‘Celeridade do julgamento conspira a favor de Lula’, diz OAB

‘Celeridade do julgamento conspira a favor de Lula’, diz OAB

Claudio Lamachia, presidente nacional da Ordem dos Advogados do Brasil, afirma que 'independência do Judiciário tem que ser fator predominante'

Luiz Vassallo

24 Janeiro 2018 | 05h05

Cláudio Lamachia. Foto: Nilton Fukuda/Estadão

O presidente nacional da Ordem dos Advogados do Brasil Claudio Lamachia afirma que a ‘independência do Judiciário tem que ser fator predominante’ no julgamento do ex-presidente Lula e pede para que a decisão do Tribunal da Lava Jato seja respeitada, ‘seja ela qual for’. Ele ainda defende a celeridade no processo, na contramão das reclamações de aliados do petista contra a velocidade do TRF-4.

Inconformado com a pena de 9 anos e 6 meses de prisão imposta pelo juiz federal Sérgio Moro, o ex-presidente recorreu ao Tribunal Regional Federal da 4.ª Região, a Corte de apelação da Lava Jato. Ele nega ser dono do imóvel do Guarujá, que é visto pelo magistrado, em sentença de julho de 2017, como propina de R$ 2,2 milhões da empreiteira OAS.

Advogados de Lula e aliados políticos têm criticado a celeridade do TRF-4, que marcou o julgamento de sua apelação para esta quarta-feira, 24.

“É fundamental para o próprio direito do réu quer o processo tenha celeridade. Isso conspira a favor dele. Os interesses do réu. Seja ele ou qualquer outro réu. Se alguém está se defendendo em juízo e essa pessoa se considera inocente, quanto antes puder provar a sua inocência, melhor será”, afirma Lamachia.
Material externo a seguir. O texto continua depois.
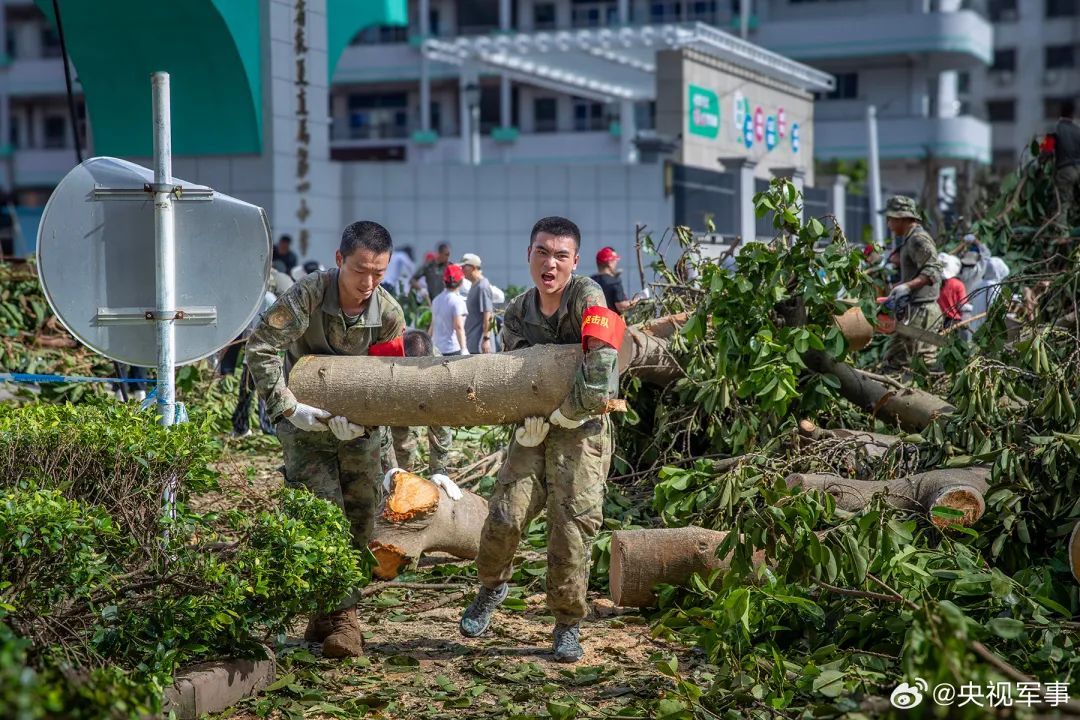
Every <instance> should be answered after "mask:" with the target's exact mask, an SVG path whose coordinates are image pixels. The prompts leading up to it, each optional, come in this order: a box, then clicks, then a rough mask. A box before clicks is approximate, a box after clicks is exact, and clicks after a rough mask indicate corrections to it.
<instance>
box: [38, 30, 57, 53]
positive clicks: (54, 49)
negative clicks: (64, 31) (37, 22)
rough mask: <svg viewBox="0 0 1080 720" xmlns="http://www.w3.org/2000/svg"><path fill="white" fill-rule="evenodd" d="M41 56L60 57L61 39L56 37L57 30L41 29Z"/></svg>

Para o presidente da OAB, apesar de ‘manifestações dos dois lados’ e pressão da opinião pública, ‘a independência do judiciário tem de ser o fator predominante em uma decisão como esta ou em qualquer outro julgamento’.

“O que espero é que o julgamento dele reforce cada vez mais a independência do Poder Judiciário, que não se pode tratar Justiça como de esquerda ou de direita. Justiça é nos termos da lei. E, a gente tem, a partir de uma decisão, seja ela qual for, de respeitar o entendimento manifestado em juízo, seja ele qual for, sob pena de estarmos conspirando contra o próprio estado democrático de direito. Misturar política com justiça é algo extremamente equivocado”, conclui.